A region in Saudi Arabia, for example, appeared to stem the speed of its losses with policies that reduced agricultural demand. The Abbas-e Sharghi basin in Iran managed to reverse declines toward the end of last century by diverting water from a nearby dam, while Tucson, Arizona, reversed declines with aquifer recharge projects that replenish groundwater by putting water from other sources into basins, where it seeps back into the aquifer.

Learning from these types of measures will become increasingly important as agricultural areas see changes in water availability, especially in regions destined for more frequent and more severe droughts.

“We found that in more than 80 percent of the places where groundwater declines accelerated, there was a reduction in total precipitation over the last 40 years,” Jasechko said. This relationship, he added, “is hinting at a connection between climate variability and groundwater level change.”

Changes in precipitation can exacerbate demands on groundwater.

Say a farmer typically irrigated crops with surface water fed by snowpack that melted from April to August, Taylor explained. Then a shift in precipitation from snow to rain not only reduced snowpack but changed the volume and delivery of its meltwater so that all the water is gone by May.

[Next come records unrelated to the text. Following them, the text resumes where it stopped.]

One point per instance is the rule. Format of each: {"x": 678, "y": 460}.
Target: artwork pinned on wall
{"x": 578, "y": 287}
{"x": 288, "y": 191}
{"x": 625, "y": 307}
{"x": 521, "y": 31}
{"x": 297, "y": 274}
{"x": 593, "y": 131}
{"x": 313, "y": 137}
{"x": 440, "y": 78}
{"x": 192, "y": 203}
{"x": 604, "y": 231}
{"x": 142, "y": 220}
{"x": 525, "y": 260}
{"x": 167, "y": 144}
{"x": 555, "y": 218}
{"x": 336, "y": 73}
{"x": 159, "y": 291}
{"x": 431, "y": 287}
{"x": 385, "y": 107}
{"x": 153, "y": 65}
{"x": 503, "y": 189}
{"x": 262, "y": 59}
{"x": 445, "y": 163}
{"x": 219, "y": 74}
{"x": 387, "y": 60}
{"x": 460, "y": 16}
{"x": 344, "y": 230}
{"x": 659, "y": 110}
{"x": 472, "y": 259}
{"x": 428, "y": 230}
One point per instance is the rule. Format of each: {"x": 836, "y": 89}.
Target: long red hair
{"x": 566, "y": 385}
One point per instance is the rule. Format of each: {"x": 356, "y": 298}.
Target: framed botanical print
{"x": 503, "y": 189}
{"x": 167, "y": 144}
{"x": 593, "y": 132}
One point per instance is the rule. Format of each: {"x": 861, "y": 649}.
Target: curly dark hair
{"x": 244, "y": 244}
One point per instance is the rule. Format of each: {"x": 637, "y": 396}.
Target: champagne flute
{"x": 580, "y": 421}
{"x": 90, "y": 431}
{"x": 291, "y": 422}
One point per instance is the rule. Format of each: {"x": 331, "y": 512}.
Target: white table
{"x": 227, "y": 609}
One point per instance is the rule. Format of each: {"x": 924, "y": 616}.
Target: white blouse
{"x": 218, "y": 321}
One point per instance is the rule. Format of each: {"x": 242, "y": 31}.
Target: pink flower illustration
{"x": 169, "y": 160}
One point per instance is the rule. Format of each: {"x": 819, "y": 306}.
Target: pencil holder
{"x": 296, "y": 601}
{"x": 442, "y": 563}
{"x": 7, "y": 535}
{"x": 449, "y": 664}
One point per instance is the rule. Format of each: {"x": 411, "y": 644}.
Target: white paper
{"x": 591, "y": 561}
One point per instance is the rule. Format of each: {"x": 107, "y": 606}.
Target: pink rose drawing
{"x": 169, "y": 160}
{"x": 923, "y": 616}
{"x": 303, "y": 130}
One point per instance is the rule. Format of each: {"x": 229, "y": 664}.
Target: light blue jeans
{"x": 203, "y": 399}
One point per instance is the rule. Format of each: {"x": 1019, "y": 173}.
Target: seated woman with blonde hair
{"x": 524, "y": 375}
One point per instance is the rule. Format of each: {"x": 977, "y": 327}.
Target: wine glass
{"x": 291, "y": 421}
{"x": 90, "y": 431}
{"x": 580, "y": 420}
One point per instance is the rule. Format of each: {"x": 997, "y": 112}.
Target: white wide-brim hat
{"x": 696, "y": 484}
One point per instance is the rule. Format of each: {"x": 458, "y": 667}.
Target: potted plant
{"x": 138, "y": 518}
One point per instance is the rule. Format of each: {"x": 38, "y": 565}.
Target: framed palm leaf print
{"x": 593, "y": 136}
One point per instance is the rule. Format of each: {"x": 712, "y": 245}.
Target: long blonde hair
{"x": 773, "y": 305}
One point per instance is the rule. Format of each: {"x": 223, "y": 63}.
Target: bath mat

As a result, downstream farmers who previously relied on surface water for irrigation are now using groundwater in June instead of September, Taylor said. “It creates a kind of greater dependency on the groundwater resources as your source of irrigation.”

It also raises the question of crop selection, he said. “Why are we raising very water-intensive crops in an area that hasn’t got much water?”

Taylor points to an inspiring success story in west central Bangladesh, one of the country’s poorest regions with the most severe groundwater depletion. They were able to replenish their groundwater by switching from rice to wheat along with an aquifer recharge scheme, he said. 

He acknowledges that it’s a challenge to tell people to stop growing crops their livelihood depends on. But if growers in a region that was the fourth-largest producer of rice in the world can change, it offers lessons for growers in places like California, he said.

For Hanak of the Public Policy Institute of California, the study raises the question: what do the trends the authors found portend? In some places, it will be possible to find water to use as substitute supplies or to replenish aquifers, she said, and in some places it won’t. The challenge is likely to be greatest in agricultural regions where a changing climate is reducing availability.

“There will be a reckoning one way or another,” Hanak said. That might come through management rules that reduce allocations or through water levels dropping so low that it becomes too expensive to keep pumping.

Jasechko hopes the study inspires scientists, policymakers and groundwater managers to act on the findings.

“Groundwater is one of our best buffers against climate variability and change in the future,” said Jasechko. “Managing it wisely is in our best interest, given the inherent uncertainties of what comes next.”